L’article 700 du même code prévoit que le juge condamne la partie tenue aux dépens, ou qui perd son procès, à payer à l’autre partie la somme qu’il détermine au titre des frais exposés et non compris dans les dépens. Ce texte précise que, dans tous les cas, le juge tient compte de l’équité ou de la situation économique de la partie condamnée et qu’il peut, même d’office, pour des raisons tirées des mêmes considérations, dire qu’il n’y a pas lieu à ces condamnations.

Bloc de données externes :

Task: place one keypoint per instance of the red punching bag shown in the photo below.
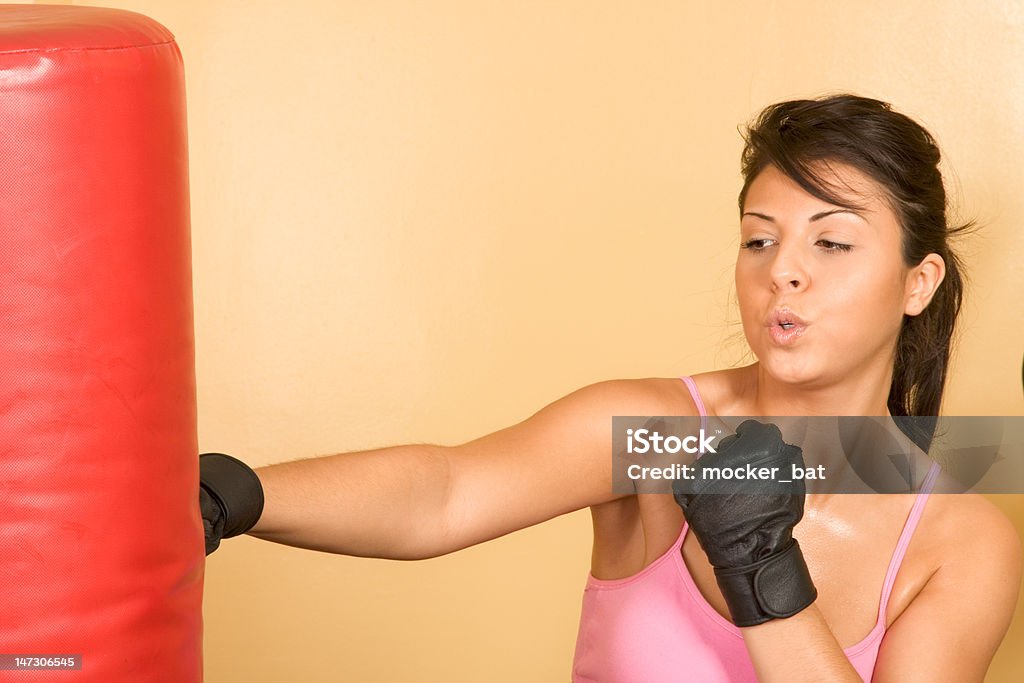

En l’espèce, il y a lieu de prévoir que chaque partie conservera la charge des dépens par elles exposées postérieurement à l’arrêt rendu par la cour de cassation le 16 septembre 2014 et il n’y a pas lieu de faire application de l’article 700 du code de procédure civile en faveur de l’une ou l’autre des parties.
PAR CES MOTIFS
LA COUR,
Au fond, statuant dans les limites de l’appel :
Infirme le jugement déféré en ce qu’il a :
— déclaré sans objets la demande de M. Y aux fins de voir appliquer la règle du profit subsistant et les demandes de fixation de la date de jouissance divise ;
— fixé la valeur des postes suivants du projet notarié dressé le 14 décembre 2017 par Maître A-I, notaire à Chauvigny (86) :
*immeuble de Poitiers ;
*appartement de Cergy ;
*articles 10 de la masse active ;
*actif brut à partager ;
*actif net à partager ;
*droits de M. Y ;
*droits de Mme X ;
*soulte due par M. Y à Mme X ;
— condamné M. Y à payer à Mme X la somme de 3.000 € à titre de dommages et intérêts ;
— condamné M. Y au paiement d’une amende civile de 8.000 € ;
Et statuant à nouveau de ces chefs :
Déclare irrecevable la demande de M. Y aux fins de voir appliquer la règle du profit subsistant ;
Déboute Mme X de sa demande de fixation de la date de jouissance divise ;
Dit que dans le cadre du partage entre les parties, les postes suivants doivent être ainsi fixés :
* valeur de l’immeuble de Poitiers : 158.761,32 € ;
* valeur de l’appartement de Cergy: 110.250,90 € ;
* article 10e de la masse active : 7.938 € ;
* actif brut à partager : 618.379,02 € ;
* actif net à partager : 580.727,69 € ;
* droits de M. Y : 296.074,42 € ;
* droits de Mme X : 284.653,26 € ;
* soulte due par M. Y à Mme X : 35.689,92 € ;
Condamne M. Y à payer à Mme X le montant de cette soulte ;
Déboute Mme X de ses demandes tendant à voir confirmer la décision déférée s’agissant du montant de ces postes ;
Déboute Mme X de sa demande de dommages et intérêts ;
Dit n’y avoir lieu de condamner M. Y au paiement d’une amende civile ;
Confirme le jugement déféré pour le surplus des chefs critiqués ;
Y ajoutant :
Dit que dans le cadre du partage la valeur du local professionnel de Cergy est fixée à 114.660,93 € ;
Déboute en conséquence Mme X de sa demande tendant à voir confirmer la décision déférée s’agissant du montant de ce poste ;
Déboute M. Y de l’ensemble de ses demandes ;
Renvoie les parties devant Maître A-I à seule fin d’établir un acte de liquidation et partage complet, précis et conforme à la présente décision et aux jugements rendus le 14 mars 2011 par le tribunal de grande instance de Poitiers et le 28 octobre 2019 par le tribunal judiciaire de Poitiers ;
Dit que chaque partie conservera la charge des dépens par elles exposées postérieurement à l’arrêt rendu par la cour de cassation le 16 septembre 2014 ;
Dit n’y avoir lieu à faire application des dispositions de l’article 700 du code de procédure civile en faveur de l’une ou l’autre des parties.
Le présent arrêt a été signé par Dominique NOLET, Président et par Diane MADRANGE, Greffier auquel la minute de la décision a été remise par le magistrat signataire.